Os analistas destacam que as reformas do lado da oferta já estão a dar frutos: “Nos últimos anos, a capacidade de crescimento desacelerou e muitas fábricas fecharam. Por isso, indústrias tão estabelecidas como a do cimento e do aço estão a recuperar a sua rentabilidade e já não é apenas a economia nova da tecnologia e os serviços que registam crescimento”.

Em segundo lugar, indicam que já se está a reduzir o risco dos empréstimos improdutivos: “Ainda que seja difícil dizer que o problema desapareceu, porque é apoiado pelo crescimento do crédito, a estabilização do mercado é bem-vinda para enfrentar esta situação na indústria”, resumem.

Condições macro

Thuy Van Pham, economista de mercados emergentes da Groupama AM, comenta alguns dos últimos dados macro chineses. Explica que, em geral, “o ritmo de crescimento moderou-se”, até uma taxa de 6,7% para 2017 e de 6% para 2018. Esta desaceleração afetou “todos os setores (indústria, serviços) e todos os artigos, tanto do lado da oferta (produção, importações) como da procura (vendas de retalho, investimento, exportações)”. “Apenas o investimento em infraestruturas acelerou”, refere.
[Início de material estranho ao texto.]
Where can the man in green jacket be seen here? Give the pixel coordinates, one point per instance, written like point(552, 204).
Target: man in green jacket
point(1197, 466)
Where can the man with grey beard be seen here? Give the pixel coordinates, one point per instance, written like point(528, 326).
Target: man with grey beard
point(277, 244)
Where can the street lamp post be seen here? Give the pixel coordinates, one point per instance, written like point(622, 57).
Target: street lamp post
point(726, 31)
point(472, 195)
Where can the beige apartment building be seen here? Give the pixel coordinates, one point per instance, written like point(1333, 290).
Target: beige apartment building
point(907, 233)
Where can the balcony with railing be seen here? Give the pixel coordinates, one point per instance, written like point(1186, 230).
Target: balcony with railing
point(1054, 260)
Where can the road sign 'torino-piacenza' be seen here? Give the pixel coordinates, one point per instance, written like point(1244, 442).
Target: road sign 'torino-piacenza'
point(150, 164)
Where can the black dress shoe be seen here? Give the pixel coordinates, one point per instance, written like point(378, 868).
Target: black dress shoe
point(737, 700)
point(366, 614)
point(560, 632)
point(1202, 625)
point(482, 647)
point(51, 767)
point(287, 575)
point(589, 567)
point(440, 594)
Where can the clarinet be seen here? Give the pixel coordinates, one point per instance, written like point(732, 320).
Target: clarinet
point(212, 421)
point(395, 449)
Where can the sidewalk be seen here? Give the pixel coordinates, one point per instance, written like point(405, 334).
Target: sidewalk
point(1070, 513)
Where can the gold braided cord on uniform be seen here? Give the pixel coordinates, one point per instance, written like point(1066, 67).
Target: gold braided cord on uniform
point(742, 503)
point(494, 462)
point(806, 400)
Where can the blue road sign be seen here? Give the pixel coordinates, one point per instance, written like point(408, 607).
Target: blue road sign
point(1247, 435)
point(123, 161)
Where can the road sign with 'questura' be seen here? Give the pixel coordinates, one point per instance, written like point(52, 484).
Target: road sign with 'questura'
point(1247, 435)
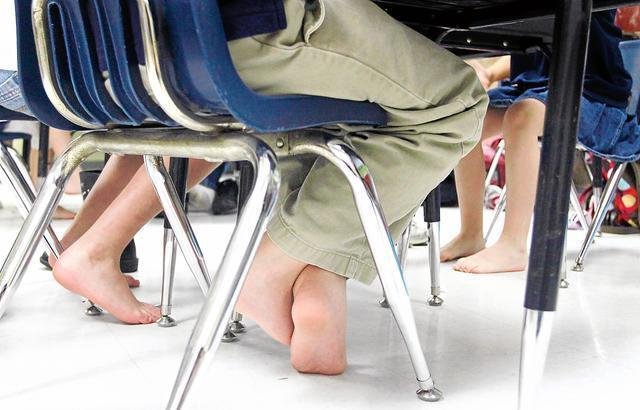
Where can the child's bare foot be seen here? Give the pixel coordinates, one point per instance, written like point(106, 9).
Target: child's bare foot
point(266, 296)
point(461, 246)
point(96, 276)
point(320, 319)
point(500, 257)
A especialista prevê que esta tendência se prolongue no tempo: “A China não está a beneficiar plenamente da recuperação da procura mundial devido, em particular, à erosão da competitividade da sua indústria”. Acrescenta que a produção nacional “está limitada pelas medidas restritivas impostas pelo programa de anti contaminação implementado desde o início do mês em Pequim, Shangai e em outras 26 grandes cidades industriais do norte”, programa que irá durar inicialmente até ao final do primeiro trimestre de 2018.

Sobre os resultados do Congresso do PCCh, a economista prevê que “os efeitos reais das medidas implementadas para reduzir o excesso de capacidade na indústria pesada, a especulação sobre o mercado imobiliário e o aumento do endividamento serão mais evidentes”.